[Twisol]

I think this is an interesting topic worth discussing, but also I don't think it's related to your post I replied to, which claimed that ZFC doesn't presuppose any more primitive kind of collection.

> sets of beer mugs

Set theory doesn't admit anything other than sets. Based on the way you're describing things, you'll need to encode each mug as a set, just as we encode numbers themselves as sets. But that's rather unnatural, and mathematicians generally go about their business without worrying about such encodings. They work with the axioms of their setting instead, comforted merely that they could find a model of their constructions in set theory if they really cared to carry out the encodings required.

Confusingly, the "group" and "set" in "group theory" and "set theory" are referring to different parts of the theory. Group theory posits a universe with entities called elements, which when used in certain ways do nice things. Set theory posits a universe with entities called sets, which when used in certain ways do nice things. In one, a "group" is the universe; in the other, a "set" is a constituent of the universe.

If you wanted your mugs to be a model of set theory, the same way we say that something is a group (is a model of group theory), you'd need to somehow prove that your collection of mugs satisfies the ZFC axioms. I don't think "is this mug an element of that mug" is the kind of question you're hoping to model, so your mugs are probably not a model of set theory.

Your mugs might be a model of the theory of preorders, if you deign to order them by their fluid capacity.

> Whereas for a category it's just impossible to get started - should my beer mugs be objects or arrows?

It sounds like what you want is some kind of "mug theory", and the sibling comment has it right in asking what you want to model about mugs. The common thread with all of these theories is that you state first-order axioms, and then work with those axioms freely ignorant of whatever choice of model somebody might come along with that satisfies those axioms.

This is really no different than what we do in something like Java. We define interfaces (theories) capturing the things we want to be able to do with objects, and worry later about what implementations (models) actually meet the requirements. If you want to work with mugs in Java, what are you going to do but define a new type with the operations you need?

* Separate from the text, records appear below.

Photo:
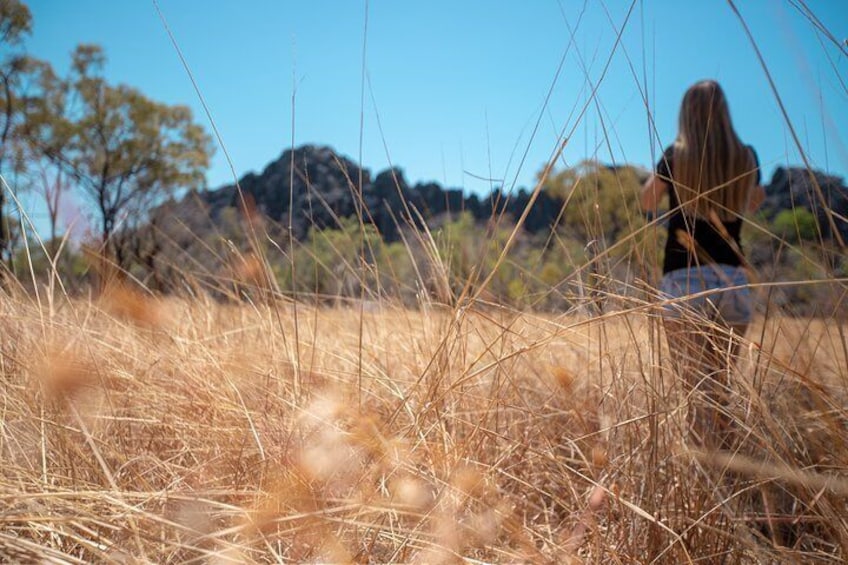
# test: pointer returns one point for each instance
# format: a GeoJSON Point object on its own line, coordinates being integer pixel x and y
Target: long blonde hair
{"type": "Point", "coordinates": [713, 170]}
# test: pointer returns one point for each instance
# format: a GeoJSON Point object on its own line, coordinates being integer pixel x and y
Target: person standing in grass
{"type": "Point", "coordinates": [711, 180]}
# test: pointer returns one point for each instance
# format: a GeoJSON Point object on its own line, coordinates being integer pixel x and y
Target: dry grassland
{"type": "Point", "coordinates": [180, 431]}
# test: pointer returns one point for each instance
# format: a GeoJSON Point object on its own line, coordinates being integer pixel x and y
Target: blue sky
{"type": "Point", "coordinates": [457, 90]}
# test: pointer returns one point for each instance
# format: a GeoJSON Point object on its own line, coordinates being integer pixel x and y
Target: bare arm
{"type": "Point", "coordinates": [652, 192]}
{"type": "Point", "coordinates": [758, 195]}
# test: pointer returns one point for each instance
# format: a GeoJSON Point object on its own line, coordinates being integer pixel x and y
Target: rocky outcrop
{"type": "Point", "coordinates": [793, 187]}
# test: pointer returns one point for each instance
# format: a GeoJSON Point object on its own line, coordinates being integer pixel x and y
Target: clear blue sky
{"type": "Point", "coordinates": [460, 85]}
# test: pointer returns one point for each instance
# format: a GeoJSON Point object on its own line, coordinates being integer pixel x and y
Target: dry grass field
{"type": "Point", "coordinates": [136, 430]}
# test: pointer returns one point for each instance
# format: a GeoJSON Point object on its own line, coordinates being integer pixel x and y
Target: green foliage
{"type": "Point", "coordinates": [601, 201]}
{"type": "Point", "coordinates": [15, 24]}
{"type": "Point", "coordinates": [798, 224]}
{"type": "Point", "coordinates": [124, 151]}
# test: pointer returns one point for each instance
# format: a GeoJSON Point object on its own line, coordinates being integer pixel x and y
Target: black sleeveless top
{"type": "Point", "coordinates": [710, 246]}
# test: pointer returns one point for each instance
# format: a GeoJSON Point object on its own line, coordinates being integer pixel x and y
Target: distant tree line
{"type": "Point", "coordinates": [314, 225]}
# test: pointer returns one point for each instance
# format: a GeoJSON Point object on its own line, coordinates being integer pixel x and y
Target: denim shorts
{"type": "Point", "coordinates": [721, 293]}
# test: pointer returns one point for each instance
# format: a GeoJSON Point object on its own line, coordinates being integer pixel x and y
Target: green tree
{"type": "Point", "coordinates": [601, 201]}
{"type": "Point", "coordinates": [123, 151]}
{"type": "Point", "coordinates": [797, 224]}
{"type": "Point", "coordinates": [15, 24]}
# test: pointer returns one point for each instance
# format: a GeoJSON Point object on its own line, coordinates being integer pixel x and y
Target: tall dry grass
{"type": "Point", "coordinates": [135, 429]}
{"type": "Point", "coordinates": [205, 432]}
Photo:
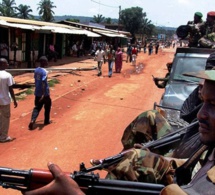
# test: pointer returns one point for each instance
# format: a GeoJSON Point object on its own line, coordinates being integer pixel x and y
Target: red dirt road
{"type": "Point", "coordinates": [89, 115]}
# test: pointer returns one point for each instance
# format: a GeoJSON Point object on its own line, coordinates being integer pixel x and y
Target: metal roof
{"type": "Point", "coordinates": [44, 26]}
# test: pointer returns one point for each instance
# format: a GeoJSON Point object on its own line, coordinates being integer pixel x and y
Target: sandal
{"type": "Point", "coordinates": [8, 139]}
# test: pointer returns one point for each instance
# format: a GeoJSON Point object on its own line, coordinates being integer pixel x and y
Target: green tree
{"type": "Point", "coordinates": [45, 10]}
{"type": "Point", "coordinates": [7, 8]}
{"type": "Point", "coordinates": [98, 19]}
{"type": "Point", "coordinates": [23, 11]}
{"type": "Point", "coordinates": [73, 20]}
{"type": "Point", "coordinates": [132, 19]}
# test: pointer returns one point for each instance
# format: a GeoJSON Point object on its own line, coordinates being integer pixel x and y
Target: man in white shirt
{"type": "Point", "coordinates": [100, 58]}
{"type": "Point", "coordinates": [6, 93]}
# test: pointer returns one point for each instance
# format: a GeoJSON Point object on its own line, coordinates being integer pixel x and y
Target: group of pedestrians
{"type": "Point", "coordinates": [111, 56]}
{"type": "Point", "coordinates": [42, 97]}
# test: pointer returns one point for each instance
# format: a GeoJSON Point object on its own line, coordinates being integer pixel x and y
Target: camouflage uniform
{"type": "Point", "coordinates": [208, 30]}
{"type": "Point", "coordinates": [148, 126]}
{"type": "Point", "coordinates": [143, 166]}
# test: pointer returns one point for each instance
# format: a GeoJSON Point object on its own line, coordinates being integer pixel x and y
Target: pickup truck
{"type": "Point", "coordinates": [179, 87]}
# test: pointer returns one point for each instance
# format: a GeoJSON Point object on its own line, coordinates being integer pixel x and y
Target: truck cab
{"type": "Point", "coordinates": [179, 87]}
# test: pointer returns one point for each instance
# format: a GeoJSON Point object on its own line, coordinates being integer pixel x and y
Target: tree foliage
{"type": "Point", "coordinates": [73, 20]}
{"type": "Point", "coordinates": [45, 10]}
{"type": "Point", "coordinates": [98, 19]}
{"type": "Point", "coordinates": [23, 11]}
{"type": "Point", "coordinates": [7, 8]}
{"type": "Point", "coordinates": [132, 19]}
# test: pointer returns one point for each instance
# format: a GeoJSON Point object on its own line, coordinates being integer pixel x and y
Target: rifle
{"type": "Point", "coordinates": [90, 183]}
{"type": "Point", "coordinates": [169, 138]}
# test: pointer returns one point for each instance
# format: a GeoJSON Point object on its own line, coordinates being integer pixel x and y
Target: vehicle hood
{"type": "Point", "coordinates": [176, 93]}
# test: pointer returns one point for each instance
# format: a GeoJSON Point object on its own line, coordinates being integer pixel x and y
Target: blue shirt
{"type": "Point", "coordinates": [40, 76]}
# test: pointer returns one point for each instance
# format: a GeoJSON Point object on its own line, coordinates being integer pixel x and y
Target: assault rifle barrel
{"type": "Point", "coordinates": [90, 183]}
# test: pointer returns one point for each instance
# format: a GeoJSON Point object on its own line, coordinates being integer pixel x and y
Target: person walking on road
{"type": "Point", "coordinates": [111, 59]}
{"type": "Point", "coordinates": [100, 58]}
{"type": "Point", "coordinates": [134, 56]}
{"type": "Point", "coordinates": [118, 61]}
{"type": "Point", "coordinates": [42, 94]}
{"type": "Point", "coordinates": [6, 93]}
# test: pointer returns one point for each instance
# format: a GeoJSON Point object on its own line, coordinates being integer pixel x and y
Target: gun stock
{"type": "Point", "coordinates": [90, 183]}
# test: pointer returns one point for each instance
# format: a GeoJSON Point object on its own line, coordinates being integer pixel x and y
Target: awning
{"type": "Point", "coordinates": [112, 34]}
{"type": "Point", "coordinates": [56, 29]}
{"type": "Point", "coordinates": [22, 26]}
{"type": "Point", "coordinates": [91, 34]}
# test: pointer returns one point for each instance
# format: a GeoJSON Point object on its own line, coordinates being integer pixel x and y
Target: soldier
{"type": "Point", "coordinates": [161, 82]}
{"type": "Point", "coordinates": [203, 181]}
{"type": "Point", "coordinates": [194, 32]}
{"type": "Point", "coordinates": [208, 30]}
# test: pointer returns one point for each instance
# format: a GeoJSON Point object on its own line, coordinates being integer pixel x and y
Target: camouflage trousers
{"type": "Point", "coordinates": [148, 126]}
{"type": "Point", "coordinates": [143, 166]}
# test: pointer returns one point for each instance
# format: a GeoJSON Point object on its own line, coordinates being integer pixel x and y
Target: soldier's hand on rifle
{"type": "Point", "coordinates": [62, 184]}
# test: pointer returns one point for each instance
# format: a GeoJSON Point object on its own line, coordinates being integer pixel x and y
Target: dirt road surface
{"type": "Point", "coordinates": [89, 115]}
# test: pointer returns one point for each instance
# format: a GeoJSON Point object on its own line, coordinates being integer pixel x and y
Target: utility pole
{"type": "Point", "coordinates": [119, 16]}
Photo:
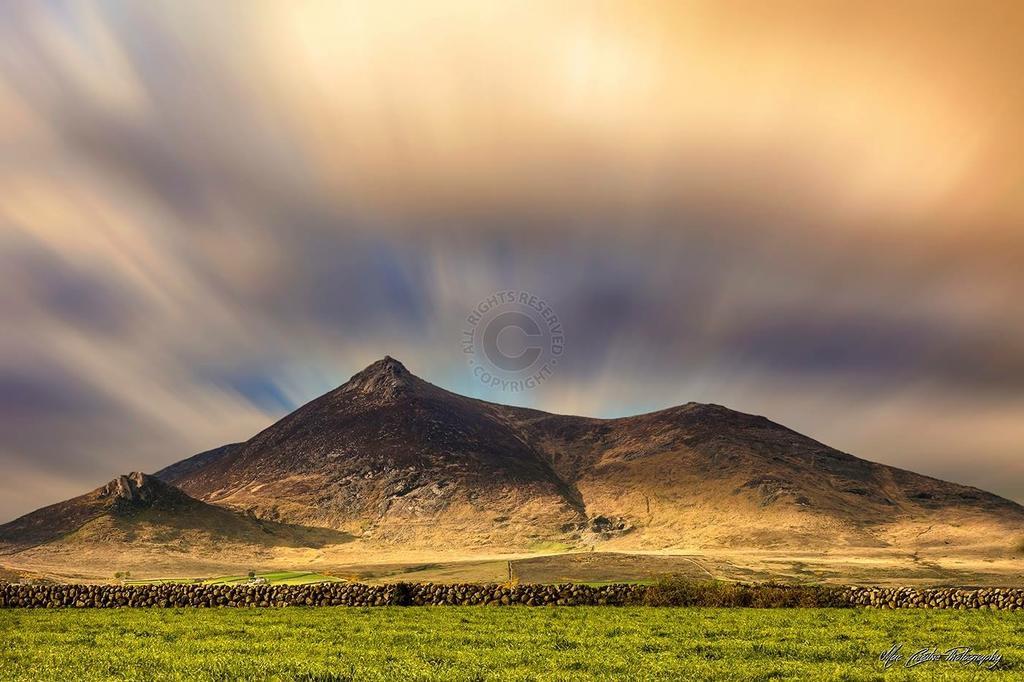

There's no reason to expect that some other interface is going to just happen to meet your needs. Not even set theory; not even category theory.

[lmm]

Well, I guess what I'm technically doing is building a non-standard model of set theory in which my beer mugs are some kind of inaccessible sets that are not members of each other. And yes, that doesn't let me study the mugs themselves in any useful way, since I'm not interested in which mugs are members of which other mugs - but it does let me play around with sets of beer mugs and get comfortable with set theory. And it makes it feel like a simple theory if the entities it studies are just opaque "things".